First Lady of Nebraska
- In office January 7, 1999 – January 20, 2005
- Governor: Mike Johanns
- Preceded by: Diane Nelson
- Succeeded by: Sally Ganem

Member of the Nebraska Legislature from the 27th district
- In office May 13, 1987 – January 4, 1989
- Preceded by: Bill Harris
- Succeeded by: DiAnna Schimek

Personal details
- Born: Arizona, U.S.
- Party: Republican
- Spouse: Mike Johanns
- Alma mater: University of Minnesota

= Stephanie Johanns =

American politician and businessperson

Stephanie A. Johanns (née Armitage) is an American politician and businessperson. She is a former first lady of Nebraska and member of the Nebraska Legislature. Johanns was a county commissioner for Lancaster County.

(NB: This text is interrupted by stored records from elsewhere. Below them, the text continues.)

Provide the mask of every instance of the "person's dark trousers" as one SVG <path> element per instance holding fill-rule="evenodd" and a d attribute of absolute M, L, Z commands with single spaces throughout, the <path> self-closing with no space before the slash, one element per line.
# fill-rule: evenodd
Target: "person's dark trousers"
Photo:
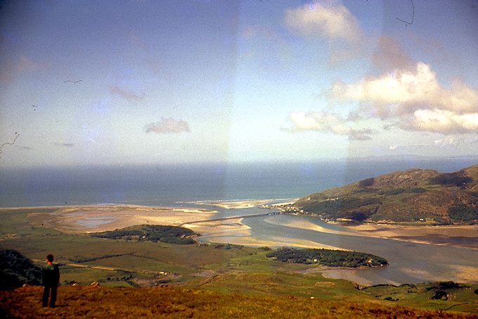
<path fill-rule="evenodd" d="M 43 299 L 41 299 L 41 304 L 44 307 L 48 306 L 48 296 L 50 293 L 50 289 L 51 289 L 50 306 L 52 308 L 55 306 L 55 302 L 56 301 L 56 286 L 45 286 L 45 289 L 43 291 Z"/>

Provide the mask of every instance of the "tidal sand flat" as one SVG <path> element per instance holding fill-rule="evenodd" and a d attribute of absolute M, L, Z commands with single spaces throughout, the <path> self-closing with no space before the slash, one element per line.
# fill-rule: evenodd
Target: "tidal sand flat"
<path fill-rule="evenodd" d="M 256 207 L 259 205 L 265 205 L 270 202 L 270 199 L 258 199 L 232 201 L 199 201 L 195 204 L 200 205 L 212 205 L 226 209 L 240 209 L 250 208 L 251 207 Z"/>
<path fill-rule="evenodd" d="M 412 226 L 389 224 L 345 224 L 363 236 L 434 245 L 478 249 L 478 225 Z"/>
<path fill-rule="evenodd" d="M 215 211 L 191 208 L 163 208 L 106 205 L 51 207 L 41 211 L 30 208 L 29 219 L 61 231 L 96 232 L 139 224 L 178 226 L 187 222 L 210 219 Z M 13 209 L 13 208 L 9 208 Z"/>

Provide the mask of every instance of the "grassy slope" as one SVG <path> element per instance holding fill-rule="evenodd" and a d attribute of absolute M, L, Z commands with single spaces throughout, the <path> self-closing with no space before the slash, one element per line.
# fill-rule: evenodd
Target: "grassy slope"
<path fill-rule="evenodd" d="M 372 303 L 287 296 L 246 296 L 185 288 L 66 287 L 55 308 L 42 308 L 41 287 L 0 292 L 3 315 L 11 318 L 477 318 Z M 118 302 L 121 301 L 121 302 Z M 2 313 L 0 313 L 2 315 Z M 7 317 L 8 318 L 8 317 Z"/>
<path fill-rule="evenodd" d="M 202 290 L 240 294 L 243 296 L 240 298 L 246 298 L 245 296 L 250 296 L 250 298 L 276 296 L 279 298 L 269 301 L 257 301 L 259 304 L 285 300 L 284 296 L 292 294 L 309 299 L 314 297 L 329 301 L 347 300 L 367 304 L 375 303 L 382 305 L 380 307 L 406 304 L 405 299 L 401 304 L 401 301 L 389 301 L 382 300 L 380 296 L 377 298 L 373 294 L 356 289 L 352 283 L 345 280 L 325 279 L 320 275 L 299 275 L 293 273 L 309 266 L 273 261 L 265 257 L 269 252 L 265 248 L 254 249 L 231 245 L 230 249 L 226 249 L 224 244 L 174 245 L 61 234 L 46 227 L 30 227 L 29 223 L 25 223 L 29 220 L 27 213 L 27 211 L 2 213 L 4 214 L 2 215 L 0 230 L 3 240 L 0 241 L 0 247 L 13 249 L 30 258 L 39 260 L 39 265 L 43 265 L 47 254 L 53 252 L 56 262 L 64 264 L 60 269 L 61 282 L 63 284 L 61 289 L 65 289 L 65 292 L 70 292 L 69 289 L 73 289 L 65 285 L 72 282 L 82 285 L 89 285 L 92 282 L 101 282 L 101 285 L 105 287 L 131 287 L 139 284 L 147 286 L 166 282 L 170 286 L 181 285 L 190 288 L 200 288 Z M 15 236 L 11 236 L 12 234 L 15 234 Z M 86 257 L 87 259 L 94 259 L 84 263 L 77 261 Z M 89 267 L 80 268 L 71 265 L 75 263 Z M 174 273 L 174 275 L 158 275 L 159 271 Z M 474 286 L 474 289 L 478 288 L 478 285 Z M 116 294 L 115 292 L 120 291 L 113 289 L 111 291 L 112 292 L 108 294 Z M 140 291 L 148 290 L 140 289 L 138 292 Z M 28 297 L 30 296 L 28 290 L 21 294 L 13 294 L 12 296 L 27 299 L 33 298 Z M 72 294 L 74 294 L 73 292 Z M 5 302 L 14 302 L 12 301 L 13 299 L 9 300 L 11 301 Z M 224 300 L 223 301 L 225 302 Z M 418 308 L 431 306 L 434 308 L 446 308 L 457 302 L 462 302 L 458 299 L 434 301 L 437 302 L 430 306 L 429 300 L 422 299 L 417 301 L 413 305 Z M 199 301 L 198 303 L 201 304 Z M 463 310 L 478 313 L 477 304 L 474 305 L 474 308 Z M 195 306 L 197 306 L 199 305 Z M 290 308 L 290 305 L 283 306 Z M 23 306 L 15 305 L 13 308 L 15 307 L 27 309 L 22 308 Z M 352 306 L 346 306 L 347 307 Z M 460 311 L 462 308 L 456 307 L 453 309 Z M 233 308 L 231 311 L 235 311 Z M 311 311 L 309 308 L 304 311 Z M 40 309 L 39 311 L 44 310 Z M 43 313 L 38 313 L 40 315 Z"/>
<path fill-rule="evenodd" d="M 451 216 L 452 206 L 475 213 L 468 220 Z M 478 220 L 478 165 L 453 173 L 408 170 L 313 193 L 293 206 L 323 218 L 370 222 L 439 224 Z M 453 219 L 454 218 L 454 219 Z"/>

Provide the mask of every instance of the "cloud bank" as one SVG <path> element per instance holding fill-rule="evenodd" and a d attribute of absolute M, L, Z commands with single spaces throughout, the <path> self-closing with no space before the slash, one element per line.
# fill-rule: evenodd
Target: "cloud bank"
<path fill-rule="evenodd" d="M 371 138 L 368 135 L 370 130 L 355 130 L 348 124 L 348 120 L 337 114 L 326 112 L 307 113 L 292 112 L 289 119 L 293 126 L 290 132 L 318 131 L 330 132 L 337 135 L 348 135 L 349 139 L 366 140 Z"/>
<path fill-rule="evenodd" d="M 110 87 L 110 92 L 112 94 L 119 95 L 129 101 L 139 101 L 143 98 L 143 96 L 138 95 L 133 91 L 124 89 L 116 85 L 111 85 Z"/>
<path fill-rule="evenodd" d="M 316 1 L 285 11 L 285 23 L 301 35 L 315 38 L 341 39 L 356 44 L 361 38 L 357 19 L 342 4 Z"/>
<path fill-rule="evenodd" d="M 362 102 L 364 113 L 396 120 L 402 129 L 478 132 L 478 91 L 459 80 L 444 88 L 430 66 L 421 62 L 413 71 L 396 70 L 349 85 L 336 82 L 332 95 L 344 101 Z"/>
<path fill-rule="evenodd" d="M 160 122 L 146 124 L 145 130 L 146 133 L 154 132 L 157 134 L 177 134 L 181 132 L 189 132 L 189 124 L 183 120 L 162 118 Z"/>

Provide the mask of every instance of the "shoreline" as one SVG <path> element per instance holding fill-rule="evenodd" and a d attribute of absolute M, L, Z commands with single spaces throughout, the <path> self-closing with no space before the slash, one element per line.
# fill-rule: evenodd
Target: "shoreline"
<path fill-rule="evenodd" d="M 251 200 L 234 201 L 205 201 L 198 204 L 217 206 L 229 209 L 256 207 L 269 203 L 271 200 Z M 228 239 L 246 246 L 288 246 L 290 239 L 278 242 L 257 240 L 250 237 L 249 227 L 237 222 L 211 221 L 201 225 L 188 225 L 198 220 L 214 219 L 217 211 L 191 207 L 162 207 L 141 205 L 101 204 L 55 206 L 34 207 L 0 208 L 0 213 L 6 211 L 27 210 L 28 219 L 34 225 L 46 225 L 66 232 L 98 232 L 139 224 L 159 224 L 172 226 L 183 225 L 198 230 L 203 238 L 217 242 L 227 242 Z M 41 211 L 35 211 L 39 210 Z M 51 211 L 45 211 L 50 210 Z M 331 230 L 307 221 L 309 216 L 303 216 L 303 220 L 289 223 L 287 226 L 316 230 L 337 234 L 353 234 L 375 238 L 390 239 L 414 243 L 434 245 L 453 246 L 478 249 L 478 225 L 408 225 L 396 224 L 339 224 L 346 230 Z M 326 223 L 326 222 L 325 222 Z M 419 231 L 419 232 L 418 232 Z M 419 233 L 418 233 L 419 232 Z M 282 240 L 281 240 L 282 239 Z M 314 248 L 321 246 L 317 243 L 295 242 L 295 246 Z M 320 248 L 325 248 L 321 246 Z M 337 249 L 332 247 L 332 249 Z"/>

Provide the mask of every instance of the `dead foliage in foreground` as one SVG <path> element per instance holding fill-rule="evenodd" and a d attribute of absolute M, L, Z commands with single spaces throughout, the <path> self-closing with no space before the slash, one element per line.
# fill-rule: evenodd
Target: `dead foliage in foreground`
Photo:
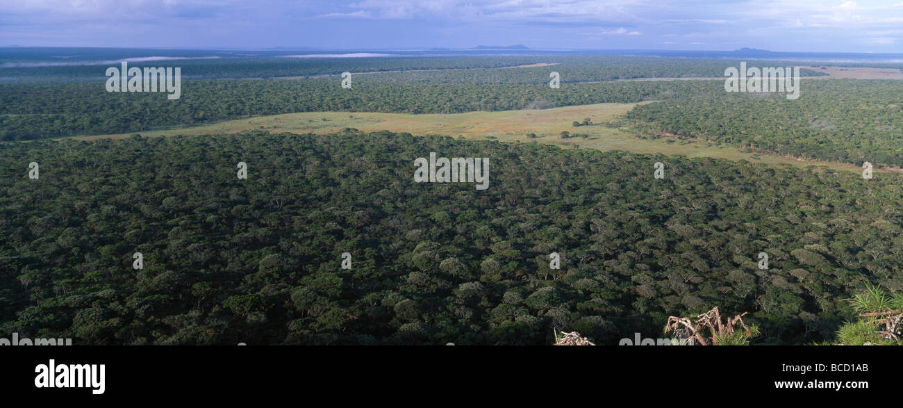
<path fill-rule="evenodd" d="M 881 338 L 899 341 L 903 337 L 903 310 L 862 313 L 860 317 L 875 318 L 875 333 Z"/>
<path fill-rule="evenodd" d="M 665 326 L 665 334 L 674 332 L 694 338 L 700 346 L 710 346 L 717 344 L 719 338 L 724 338 L 734 333 L 737 329 L 742 328 L 747 336 L 750 335 L 749 328 L 743 322 L 743 316 L 748 312 L 738 314 L 732 319 L 721 320 L 721 312 L 715 306 L 711 311 L 696 316 L 694 322 L 690 318 L 678 318 L 671 316 L 668 323 Z"/>
<path fill-rule="evenodd" d="M 560 338 L 557 330 L 553 329 L 552 332 L 555 336 L 555 346 L 595 346 L 589 338 L 580 337 L 580 333 L 576 331 L 570 333 L 562 331 Z"/>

== Early life and education ==
Johanns is from Arizona. She graduated from high school in Elkhart, Indiana and completed a degree in psychology at the University of Minnesota in 1977. She married Mike Armitage. They divorced in 1985 with no children. She married Mike Johanns on December 24, 1986. She is a Republican and a conservative Catholic.

== Career ==
In 1985, Johanns was a part-time manager of the Greater Lincoln Private Industry Council. She left the post on November 25, 1985 to work as the information center coordinator at Lincoln Telephone Company. In that role, she oversaw three employees supporting the internal computer users. Johanns was a county commissioner for Lancaster County.

Nebraska governor Kay A. Orr appointed Johanns to the Nebraska Legislature to fill the vacancy created by Bill Harris when he became the mayor of Lincoln. She was sworn in on May 13, 1987, and did not seek re-election in 1988.

In 1998, the Girl Scouts presented Johanns the Spirit of Girl Scout Award.

Johanns, the wife of Mike Johanns, was the First Lady of Nebraska from 1999 to 2005. Johanns was the honorary chair of the Nebraska Volunteer Service Commission. She was awarded the 2001 leader in communication honor by the Lincoln chapter of the International Association of Business Communicators.

In 2004, she was the vice president of external affairs for Alltel in Lincoln. Johanns is a senior vice president at Verizon in Washington, D.C.